# No one decides my fate but me



## Kadeddy

Hello, I'm new to the world of language and need some help.

My life motto is:

_No one decides my fate but me

_I want it tattooed, but in a way not everybody knows what it means.
Is it possible to translate this in latin or are some words not possible to translate?
If so, could you help me with that, I hate using online translators because they do more harm than good.

thanks in advance


----------



## Scholiast

Greetings

_nemo me destinet_

might work, with a convenient ambiguity - "Let no-one direct me", but also "Let no-one make me his target".


----------



## Kadeddy

Thanks.

Ok, This just proves my aversion against online translators.

Google gave me this:
Nemo decernit mea fatum sed me, this seems quite different from yours.....

What would i have said with these words?
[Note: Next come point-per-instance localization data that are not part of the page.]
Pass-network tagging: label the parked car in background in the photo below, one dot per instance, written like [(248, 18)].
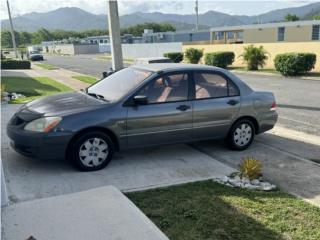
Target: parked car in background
[(34, 55), (142, 106), (142, 61)]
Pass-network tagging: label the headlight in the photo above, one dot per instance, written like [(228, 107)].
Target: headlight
[(43, 124)]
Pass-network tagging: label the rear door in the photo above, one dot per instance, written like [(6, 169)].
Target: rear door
[(167, 117), (216, 104)]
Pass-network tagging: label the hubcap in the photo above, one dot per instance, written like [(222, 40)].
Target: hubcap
[(242, 134), (93, 152)]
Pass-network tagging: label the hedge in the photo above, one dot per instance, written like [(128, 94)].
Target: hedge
[(193, 55), (219, 59), (290, 64), (15, 64), (174, 56)]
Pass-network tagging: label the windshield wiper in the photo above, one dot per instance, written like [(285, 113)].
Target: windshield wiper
[(98, 96)]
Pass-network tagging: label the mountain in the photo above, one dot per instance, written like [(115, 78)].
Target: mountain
[(77, 19)]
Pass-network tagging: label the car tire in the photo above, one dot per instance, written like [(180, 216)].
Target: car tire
[(241, 135), (91, 151)]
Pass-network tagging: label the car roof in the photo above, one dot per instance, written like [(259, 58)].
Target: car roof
[(157, 67)]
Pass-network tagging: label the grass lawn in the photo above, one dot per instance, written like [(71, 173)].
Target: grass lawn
[(32, 88), (208, 210), (86, 79), (46, 66)]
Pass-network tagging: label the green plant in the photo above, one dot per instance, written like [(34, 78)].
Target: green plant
[(193, 55), (219, 59), (174, 56), (250, 168), (294, 63), (15, 64), (255, 57)]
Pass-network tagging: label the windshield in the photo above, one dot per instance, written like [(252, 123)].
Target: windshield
[(115, 86)]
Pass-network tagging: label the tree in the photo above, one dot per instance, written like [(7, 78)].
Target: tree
[(255, 57), (291, 17), (316, 17)]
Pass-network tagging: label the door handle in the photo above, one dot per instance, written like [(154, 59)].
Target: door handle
[(233, 102), (183, 107)]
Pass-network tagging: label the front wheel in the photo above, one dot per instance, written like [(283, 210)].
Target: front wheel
[(92, 151), (241, 135)]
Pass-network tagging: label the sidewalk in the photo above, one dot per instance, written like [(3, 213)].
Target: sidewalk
[(60, 75), (97, 214), (274, 75)]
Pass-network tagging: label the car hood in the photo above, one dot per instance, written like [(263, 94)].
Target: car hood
[(62, 104)]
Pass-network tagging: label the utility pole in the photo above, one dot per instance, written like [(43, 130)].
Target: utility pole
[(12, 32), (115, 38), (197, 17)]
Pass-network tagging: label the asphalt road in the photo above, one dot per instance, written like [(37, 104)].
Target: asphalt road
[(298, 100)]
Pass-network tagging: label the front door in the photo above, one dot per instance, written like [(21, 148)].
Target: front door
[(167, 117), (215, 106)]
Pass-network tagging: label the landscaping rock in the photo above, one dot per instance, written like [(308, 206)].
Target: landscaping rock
[(236, 181)]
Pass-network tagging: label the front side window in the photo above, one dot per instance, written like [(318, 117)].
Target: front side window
[(211, 85), (117, 85), (316, 32), (281, 31), (167, 88)]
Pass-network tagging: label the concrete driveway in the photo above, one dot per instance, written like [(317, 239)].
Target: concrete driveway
[(29, 179), (288, 159)]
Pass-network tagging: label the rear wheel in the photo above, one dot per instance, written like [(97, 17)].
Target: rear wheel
[(91, 151), (241, 134)]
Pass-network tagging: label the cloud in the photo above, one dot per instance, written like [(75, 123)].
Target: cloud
[(19, 7)]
I'm quite curious


----------



## Scholiast

Greetings



> This just proves my aversion against online translators.



Quite: never, ever, rely on Google for translations into Latin (or for that matter any other tongue).
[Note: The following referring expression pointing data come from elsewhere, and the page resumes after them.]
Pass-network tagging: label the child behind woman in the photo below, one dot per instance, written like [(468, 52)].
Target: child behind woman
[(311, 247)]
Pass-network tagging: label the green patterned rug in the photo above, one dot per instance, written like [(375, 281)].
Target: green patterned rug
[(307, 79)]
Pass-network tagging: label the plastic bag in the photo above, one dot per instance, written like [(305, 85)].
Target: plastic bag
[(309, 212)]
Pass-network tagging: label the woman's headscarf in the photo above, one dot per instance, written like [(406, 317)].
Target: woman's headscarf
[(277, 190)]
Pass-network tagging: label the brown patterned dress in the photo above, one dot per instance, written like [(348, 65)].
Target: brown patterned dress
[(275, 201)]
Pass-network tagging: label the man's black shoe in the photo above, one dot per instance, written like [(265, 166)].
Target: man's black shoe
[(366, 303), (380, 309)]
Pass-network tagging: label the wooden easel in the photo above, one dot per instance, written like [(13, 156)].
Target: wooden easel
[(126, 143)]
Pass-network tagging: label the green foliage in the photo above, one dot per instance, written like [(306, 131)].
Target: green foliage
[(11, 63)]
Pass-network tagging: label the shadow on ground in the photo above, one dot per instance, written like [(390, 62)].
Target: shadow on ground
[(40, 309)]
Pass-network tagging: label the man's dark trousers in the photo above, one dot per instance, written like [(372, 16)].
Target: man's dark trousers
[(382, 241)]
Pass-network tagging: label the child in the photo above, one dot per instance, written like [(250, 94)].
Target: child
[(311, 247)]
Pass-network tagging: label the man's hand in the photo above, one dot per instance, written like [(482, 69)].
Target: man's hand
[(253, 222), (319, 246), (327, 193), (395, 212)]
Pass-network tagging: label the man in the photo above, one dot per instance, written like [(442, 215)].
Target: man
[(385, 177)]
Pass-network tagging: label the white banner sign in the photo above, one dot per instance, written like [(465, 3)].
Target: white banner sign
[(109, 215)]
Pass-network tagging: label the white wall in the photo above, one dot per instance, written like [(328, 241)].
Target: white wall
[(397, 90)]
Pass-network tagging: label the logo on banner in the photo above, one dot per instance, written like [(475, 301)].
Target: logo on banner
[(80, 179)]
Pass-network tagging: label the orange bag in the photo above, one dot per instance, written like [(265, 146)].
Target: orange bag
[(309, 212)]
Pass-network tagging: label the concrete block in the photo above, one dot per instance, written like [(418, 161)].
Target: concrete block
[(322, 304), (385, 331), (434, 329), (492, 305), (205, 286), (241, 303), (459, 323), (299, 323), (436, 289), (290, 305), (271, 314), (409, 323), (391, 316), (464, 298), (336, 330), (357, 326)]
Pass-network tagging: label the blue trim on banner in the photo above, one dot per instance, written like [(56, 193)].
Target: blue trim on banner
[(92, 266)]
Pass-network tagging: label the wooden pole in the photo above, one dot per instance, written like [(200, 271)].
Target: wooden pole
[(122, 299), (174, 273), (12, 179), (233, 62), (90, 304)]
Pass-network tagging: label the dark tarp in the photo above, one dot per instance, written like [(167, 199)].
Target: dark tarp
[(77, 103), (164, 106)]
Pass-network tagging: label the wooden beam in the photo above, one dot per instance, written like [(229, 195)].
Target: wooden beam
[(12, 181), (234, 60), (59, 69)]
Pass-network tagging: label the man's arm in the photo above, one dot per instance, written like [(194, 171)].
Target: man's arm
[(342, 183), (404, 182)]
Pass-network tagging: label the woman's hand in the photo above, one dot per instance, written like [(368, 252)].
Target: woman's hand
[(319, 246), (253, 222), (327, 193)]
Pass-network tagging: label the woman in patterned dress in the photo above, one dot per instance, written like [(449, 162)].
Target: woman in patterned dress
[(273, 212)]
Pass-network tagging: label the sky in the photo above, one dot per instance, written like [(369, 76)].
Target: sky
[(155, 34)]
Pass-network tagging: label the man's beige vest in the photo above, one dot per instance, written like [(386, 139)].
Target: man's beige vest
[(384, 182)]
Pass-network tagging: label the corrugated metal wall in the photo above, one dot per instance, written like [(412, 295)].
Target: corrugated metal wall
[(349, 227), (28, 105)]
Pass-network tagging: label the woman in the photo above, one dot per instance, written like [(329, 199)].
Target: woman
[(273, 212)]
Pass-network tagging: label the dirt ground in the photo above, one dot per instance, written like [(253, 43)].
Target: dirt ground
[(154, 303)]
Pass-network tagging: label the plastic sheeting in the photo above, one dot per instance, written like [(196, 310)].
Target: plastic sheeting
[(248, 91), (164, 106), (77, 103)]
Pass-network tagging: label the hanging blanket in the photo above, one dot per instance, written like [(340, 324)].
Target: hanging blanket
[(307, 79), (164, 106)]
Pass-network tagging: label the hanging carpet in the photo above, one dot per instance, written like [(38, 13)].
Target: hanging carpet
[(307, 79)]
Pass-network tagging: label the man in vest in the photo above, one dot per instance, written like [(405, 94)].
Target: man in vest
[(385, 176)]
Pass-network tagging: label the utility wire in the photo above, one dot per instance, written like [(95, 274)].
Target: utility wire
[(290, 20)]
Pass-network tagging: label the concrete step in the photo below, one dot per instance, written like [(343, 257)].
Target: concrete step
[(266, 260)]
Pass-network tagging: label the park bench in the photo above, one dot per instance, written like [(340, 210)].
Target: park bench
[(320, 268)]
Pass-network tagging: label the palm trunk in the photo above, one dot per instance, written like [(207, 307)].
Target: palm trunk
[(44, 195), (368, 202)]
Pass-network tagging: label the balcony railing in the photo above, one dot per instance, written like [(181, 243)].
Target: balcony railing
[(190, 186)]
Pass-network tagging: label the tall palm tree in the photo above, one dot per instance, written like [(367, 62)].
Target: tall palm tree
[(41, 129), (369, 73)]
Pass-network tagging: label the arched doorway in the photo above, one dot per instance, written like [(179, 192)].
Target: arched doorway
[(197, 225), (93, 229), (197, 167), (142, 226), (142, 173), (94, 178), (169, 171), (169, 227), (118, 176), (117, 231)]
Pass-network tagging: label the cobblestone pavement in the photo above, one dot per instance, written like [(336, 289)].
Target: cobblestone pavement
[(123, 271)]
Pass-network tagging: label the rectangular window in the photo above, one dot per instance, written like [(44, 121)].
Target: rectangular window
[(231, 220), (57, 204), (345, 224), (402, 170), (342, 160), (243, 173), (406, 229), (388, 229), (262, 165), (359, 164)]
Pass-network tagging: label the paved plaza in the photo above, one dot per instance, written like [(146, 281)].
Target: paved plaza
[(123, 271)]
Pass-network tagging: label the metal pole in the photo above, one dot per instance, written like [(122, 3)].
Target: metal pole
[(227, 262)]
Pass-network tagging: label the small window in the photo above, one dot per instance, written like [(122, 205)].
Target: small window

"nemo decernit" makes some sort of sense as "No-one decrees/decides/discerns", but the rest is gobbledygook, since _mea_ does not agree with _fatum_, _sed_ means "but" in its sense as an adversative conjunction, whereas the sense you want is that of "except", "save", which would be _nisi_, and the accusative _me_ is not governed by anything. _nemo nisi ego fatum mihi _(or, less elegantly, _meum_) _decernit_ would be grammatically acceptable, but idiomatically crass. _[ego] solus fatum mihi decerno_ would be better ("I alone determine fate for myself"). But for a motto you require something more pithily epigrammatic.


----------



## Kadeddy

thanx, I only use a translator for a guideline, but latin is too far out for me.
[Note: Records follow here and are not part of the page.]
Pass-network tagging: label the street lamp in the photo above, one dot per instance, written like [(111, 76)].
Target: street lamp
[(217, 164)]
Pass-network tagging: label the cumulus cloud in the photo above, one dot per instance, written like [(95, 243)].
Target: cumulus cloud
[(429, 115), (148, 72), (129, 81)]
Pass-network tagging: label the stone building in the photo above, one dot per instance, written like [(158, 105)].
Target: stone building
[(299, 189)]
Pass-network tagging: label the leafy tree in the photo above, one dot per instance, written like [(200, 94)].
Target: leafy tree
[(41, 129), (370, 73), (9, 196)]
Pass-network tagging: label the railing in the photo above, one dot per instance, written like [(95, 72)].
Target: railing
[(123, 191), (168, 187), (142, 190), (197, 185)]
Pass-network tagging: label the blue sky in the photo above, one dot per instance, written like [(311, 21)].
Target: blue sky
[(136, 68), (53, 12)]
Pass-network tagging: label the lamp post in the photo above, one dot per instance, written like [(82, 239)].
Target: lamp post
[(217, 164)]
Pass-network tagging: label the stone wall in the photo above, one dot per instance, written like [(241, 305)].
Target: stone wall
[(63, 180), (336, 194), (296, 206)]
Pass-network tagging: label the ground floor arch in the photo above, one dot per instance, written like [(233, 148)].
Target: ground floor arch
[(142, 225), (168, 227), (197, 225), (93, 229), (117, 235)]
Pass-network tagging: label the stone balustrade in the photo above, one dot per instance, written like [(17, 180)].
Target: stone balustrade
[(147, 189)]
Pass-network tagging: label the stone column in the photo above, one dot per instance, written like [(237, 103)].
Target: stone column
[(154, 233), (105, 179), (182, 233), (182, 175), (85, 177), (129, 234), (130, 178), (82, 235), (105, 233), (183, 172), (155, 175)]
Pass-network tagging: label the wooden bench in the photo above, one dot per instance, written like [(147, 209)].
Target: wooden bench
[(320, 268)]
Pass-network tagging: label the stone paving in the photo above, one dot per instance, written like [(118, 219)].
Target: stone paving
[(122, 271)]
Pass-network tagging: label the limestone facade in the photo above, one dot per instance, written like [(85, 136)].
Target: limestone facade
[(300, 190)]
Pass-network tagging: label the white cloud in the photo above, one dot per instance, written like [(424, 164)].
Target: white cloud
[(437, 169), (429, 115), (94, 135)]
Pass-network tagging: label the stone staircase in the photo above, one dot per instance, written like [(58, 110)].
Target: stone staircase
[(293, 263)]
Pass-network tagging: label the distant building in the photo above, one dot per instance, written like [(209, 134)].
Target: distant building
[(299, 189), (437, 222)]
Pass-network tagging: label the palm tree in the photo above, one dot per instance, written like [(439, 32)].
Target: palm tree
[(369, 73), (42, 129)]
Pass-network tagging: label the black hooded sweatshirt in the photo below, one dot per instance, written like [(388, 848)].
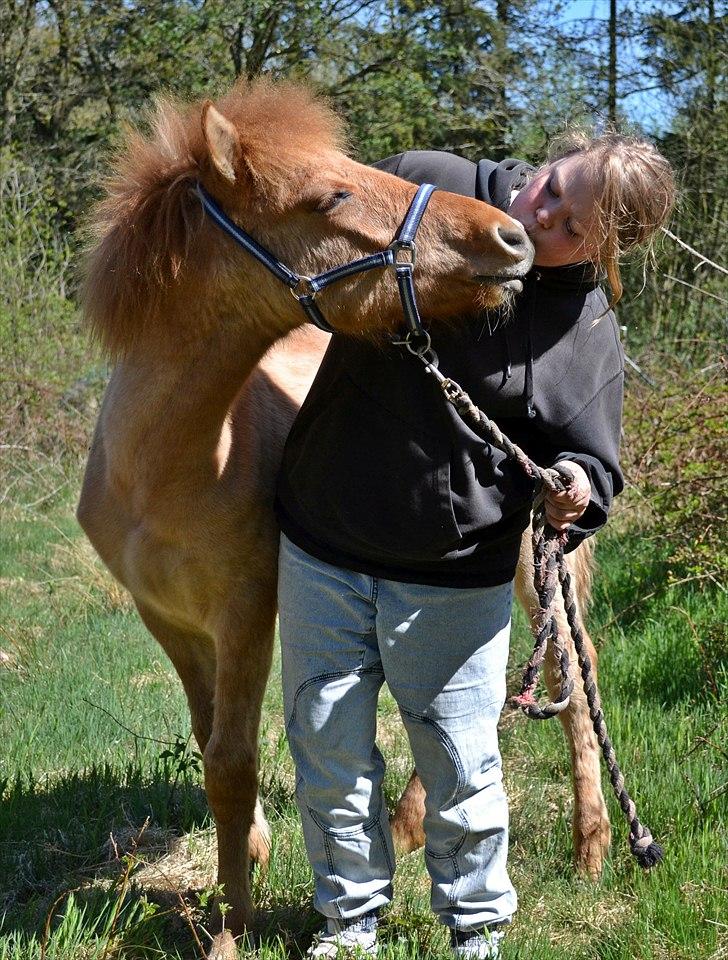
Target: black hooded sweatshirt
[(379, 473)]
Nemo me destinet - Let no one direct me, sounds good and is correct, i think that will be the quote / motto.


----------



## wandle

If not too late, other possibilities might be:

(a) *Solum Penes Se*:   Under his own authority alone
(b) *Sortis Semper Suae Compos*:   Always master of his own fate.

These are both in third person ('he' rather than 'I'). 
This is needed for (a), otherwise it might seem to suggest that other people were under your authority.

In (b), you could change *suae* to *meae* ('my own') but this seems more self-regarding and less dignified.


----------



## Kadeddy

Thanks, it is not too late, these things are not to be taken lightly.

Sortis Semper Suae Compos, sounds great, Always master of his own fate.
That could be very well the one I was searching for.


----------